I have made progress, though. Did some quick edits on a short story and I completed a figure drawing based on an old illustration.


_[Proj_01]: "Four Titles": The status of the Four Titles project is seeing a lot of difficulty. I cannot go far without more education. As I've said, this timeline will span years.


_[Proj_00]: "RPG Travel Kit": I've already begun adapting the Death in Space core rulebook to a portable format. There's a lot of experimentation with scale and custom game mechanics, but all in all, trial and error remains the best course of action.


_Closing Thoughts: There's no reason to make this more difficult than it needs to be. Most of the challenges involved are mental (hehe mentally challenged) and can be overcome with self-discipline. Focusing on the solutions is what I need more than anything. Too much attention on the difficulties is an unnecessary hinderance and a waste of time. This will be my entry for the week and will follow up with any results likely next Sunday.

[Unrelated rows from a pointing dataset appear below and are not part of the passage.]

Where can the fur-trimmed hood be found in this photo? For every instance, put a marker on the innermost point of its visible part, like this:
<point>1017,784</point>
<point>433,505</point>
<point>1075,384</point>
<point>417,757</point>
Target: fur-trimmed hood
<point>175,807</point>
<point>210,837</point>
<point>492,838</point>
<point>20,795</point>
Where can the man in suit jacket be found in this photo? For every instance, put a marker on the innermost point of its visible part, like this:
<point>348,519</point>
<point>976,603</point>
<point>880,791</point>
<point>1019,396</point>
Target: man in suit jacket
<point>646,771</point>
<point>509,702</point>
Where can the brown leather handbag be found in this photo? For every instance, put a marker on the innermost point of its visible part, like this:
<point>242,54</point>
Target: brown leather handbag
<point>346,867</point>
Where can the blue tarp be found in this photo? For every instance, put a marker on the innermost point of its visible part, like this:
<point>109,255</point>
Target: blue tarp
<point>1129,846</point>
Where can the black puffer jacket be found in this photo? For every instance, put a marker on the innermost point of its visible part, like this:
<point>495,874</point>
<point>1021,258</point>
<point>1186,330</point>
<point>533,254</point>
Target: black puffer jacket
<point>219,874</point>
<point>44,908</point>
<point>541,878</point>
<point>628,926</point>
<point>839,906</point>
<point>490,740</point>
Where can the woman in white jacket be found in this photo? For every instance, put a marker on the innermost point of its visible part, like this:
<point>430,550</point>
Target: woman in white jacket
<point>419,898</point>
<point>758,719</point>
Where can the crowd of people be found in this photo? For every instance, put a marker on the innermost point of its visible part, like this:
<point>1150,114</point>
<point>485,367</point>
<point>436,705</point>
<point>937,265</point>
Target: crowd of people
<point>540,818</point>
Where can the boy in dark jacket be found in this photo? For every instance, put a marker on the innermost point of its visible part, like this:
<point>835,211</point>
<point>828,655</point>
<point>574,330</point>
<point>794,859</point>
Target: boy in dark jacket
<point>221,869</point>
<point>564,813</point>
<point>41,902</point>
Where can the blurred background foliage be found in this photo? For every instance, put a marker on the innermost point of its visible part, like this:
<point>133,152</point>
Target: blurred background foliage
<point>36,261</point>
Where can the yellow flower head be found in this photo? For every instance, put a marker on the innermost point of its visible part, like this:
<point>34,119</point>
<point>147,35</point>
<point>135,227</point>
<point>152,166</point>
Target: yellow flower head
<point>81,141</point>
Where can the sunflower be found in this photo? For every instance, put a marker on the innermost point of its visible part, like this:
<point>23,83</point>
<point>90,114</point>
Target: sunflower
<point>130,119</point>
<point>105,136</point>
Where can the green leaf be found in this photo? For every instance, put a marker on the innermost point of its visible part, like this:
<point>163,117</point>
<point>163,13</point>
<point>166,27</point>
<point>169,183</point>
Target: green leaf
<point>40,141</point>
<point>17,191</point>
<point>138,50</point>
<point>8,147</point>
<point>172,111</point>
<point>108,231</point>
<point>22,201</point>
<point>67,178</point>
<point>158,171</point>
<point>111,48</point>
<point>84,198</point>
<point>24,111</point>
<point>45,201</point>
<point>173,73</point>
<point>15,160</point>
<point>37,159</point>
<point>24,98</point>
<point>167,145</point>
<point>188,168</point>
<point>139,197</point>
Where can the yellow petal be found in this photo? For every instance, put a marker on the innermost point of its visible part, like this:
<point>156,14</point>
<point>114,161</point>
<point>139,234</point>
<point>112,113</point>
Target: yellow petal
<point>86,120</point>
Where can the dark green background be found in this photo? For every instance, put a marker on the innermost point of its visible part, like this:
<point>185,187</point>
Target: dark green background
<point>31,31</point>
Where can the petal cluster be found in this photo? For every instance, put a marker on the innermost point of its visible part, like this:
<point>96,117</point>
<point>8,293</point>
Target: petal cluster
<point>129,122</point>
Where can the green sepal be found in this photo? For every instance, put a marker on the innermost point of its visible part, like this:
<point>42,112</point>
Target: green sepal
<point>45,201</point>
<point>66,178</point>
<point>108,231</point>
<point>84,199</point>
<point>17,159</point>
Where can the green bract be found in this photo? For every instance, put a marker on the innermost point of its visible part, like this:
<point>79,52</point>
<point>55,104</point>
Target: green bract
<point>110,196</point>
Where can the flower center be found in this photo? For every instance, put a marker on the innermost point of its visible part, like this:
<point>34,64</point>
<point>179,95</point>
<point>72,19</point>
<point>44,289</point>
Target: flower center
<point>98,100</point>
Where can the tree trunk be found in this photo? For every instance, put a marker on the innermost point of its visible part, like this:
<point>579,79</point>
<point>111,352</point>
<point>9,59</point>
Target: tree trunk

*and on an irrelevant note, I am fuckin enamored by the sight of my hamster storing food. You don't know this, but I have a hamster. I just cleaned his habitat and already he's hiding food pellets beside a big ball of jute. I think he senses winter coming. Do house pets hibernate? I looked it up, no they don't. That's just a thing hamsters do, I guess.


Also, major changes coming to the project line-up. Adult ADHD kicking in again, if the formula's not working: change the formula. I have a very small window to see results before I put down what I'm doing then getting on with the next thing. I'm not sorry, that's just how I function. Like this little hamster storing food despite him being on a consistent feeding schedule. Oh well. My favorite part about owning a hamster is that you can take any fuckass piece of cardboard and they'll do something with it.